08.14.2016 (G. Kueber)
Originally named Hillsboro Building & Loan (until 1965, when it was renamed Hillsboro Savings & Loan Association), it was the branch of the downtown Hillsborough bank that served the mills and employees. Built in circa 1950, by 1973 it was no longer was a bank branch and was sold.
(Below in italics is from the National Register listing; not verified for accuracy by this author.)
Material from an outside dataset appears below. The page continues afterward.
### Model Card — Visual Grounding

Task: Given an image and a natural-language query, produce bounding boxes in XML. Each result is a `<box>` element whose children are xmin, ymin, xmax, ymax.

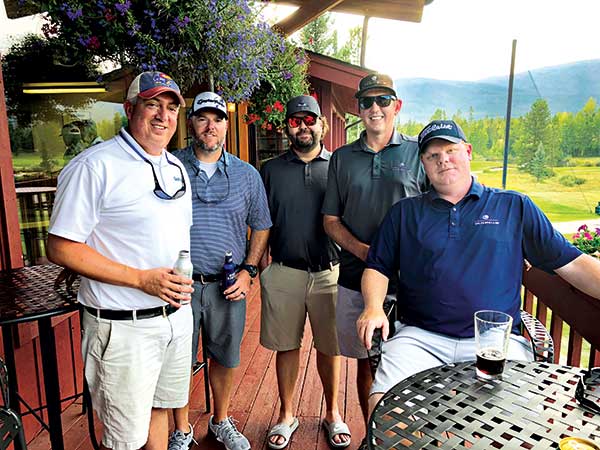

The one-story, Colonial Revival-style building is three bays wide and triple-pile with a full- width rear gable. It has a brick veneer laid in a five-to-one common bond and twenty-light metal windows with operable casements on the front side-gabled section. There are two gabled dormers on the façade, each with German-profile weatherboards on the front, wood shingles on the sides, and paired four-light metal casement windows. The four-light-over-four-panel door has a single pane of glass installed in place of the upper two panels. It has a classical surround with fluted pilasters and a broken pediment. There are high, small windows on the side elevations of the rear gable and a tall brick chimney within the rear gable. A four-light-over-four-panel door on the right (east) elevation has pilasters and a single-light transom. The building was likely erected in the early 1950s and stands on the site of an earlier wholesale grocery. The Hillsborough Savings Bank erected a new building on North Churton Street in 1960 and this building [became] a residence.
In 2016, the building was converted to an artist's studio/gallery.